The brew-houses in town derive from a tradition whereby Kolsch was brewed, often by family-run concerns, at the edge of town and each brewery had an outlet in the city centre. The friendliness is enticing. I was just wandering around, admiring the hi-tech bar (where fresh barrels arrive from the cellar on an electronic lift), when, unsolicited, Joseph, a student out with his girlfriend, explained how the tap fills 10 glasses at once, automatically. "This is where we drink before going out," he said. It was around midnight, and Cologne was just warming up.

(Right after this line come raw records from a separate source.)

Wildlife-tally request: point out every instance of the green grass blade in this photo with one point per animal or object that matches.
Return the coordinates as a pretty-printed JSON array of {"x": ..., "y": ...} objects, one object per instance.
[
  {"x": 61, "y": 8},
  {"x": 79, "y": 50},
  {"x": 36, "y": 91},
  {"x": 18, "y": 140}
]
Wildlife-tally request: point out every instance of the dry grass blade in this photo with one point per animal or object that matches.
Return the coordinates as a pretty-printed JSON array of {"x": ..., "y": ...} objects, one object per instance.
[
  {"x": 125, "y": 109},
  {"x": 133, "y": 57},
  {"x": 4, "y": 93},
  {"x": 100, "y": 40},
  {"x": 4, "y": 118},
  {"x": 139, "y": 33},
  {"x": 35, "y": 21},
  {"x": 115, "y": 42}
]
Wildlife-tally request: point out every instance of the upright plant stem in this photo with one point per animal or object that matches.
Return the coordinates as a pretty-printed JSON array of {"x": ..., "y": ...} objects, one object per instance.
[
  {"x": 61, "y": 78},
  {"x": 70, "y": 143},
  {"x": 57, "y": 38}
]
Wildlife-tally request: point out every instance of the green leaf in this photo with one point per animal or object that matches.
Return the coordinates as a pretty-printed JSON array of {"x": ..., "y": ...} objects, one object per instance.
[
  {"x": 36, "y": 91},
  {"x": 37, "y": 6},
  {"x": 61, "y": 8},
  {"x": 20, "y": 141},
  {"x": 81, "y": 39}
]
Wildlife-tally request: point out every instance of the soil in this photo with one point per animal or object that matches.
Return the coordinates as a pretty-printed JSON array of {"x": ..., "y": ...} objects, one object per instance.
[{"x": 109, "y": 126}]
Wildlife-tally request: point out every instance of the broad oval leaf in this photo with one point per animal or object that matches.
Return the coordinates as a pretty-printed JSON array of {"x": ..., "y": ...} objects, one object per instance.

Darius Sanai travelled to Cologne as a guest of Lufthansa and Hyatt Hotels. Lufthansa (tel: 0345 737 747) flies three times a day from London Heathrow to Dusseldorf. Return flights start at pounds 79. The airport at Dusseldorf is 25 minutes from Cologne by taxi or train.
Where to stay
Rooms at the Hyatt Regency Cologne (tel: 0845 758166) cost from pounds 110 per night. Dorint Hotel (00 49 2 2116140) has double rooms for about pounds 60.
For further details about Cologne and the Carnival, call the German National Tourist Office (tel: 0171-317 0908). The main carnival activities start on 11 February and continue until 16 February, Shrove Tuesday. Women cut off men's ties in the street on Thursday 11 February.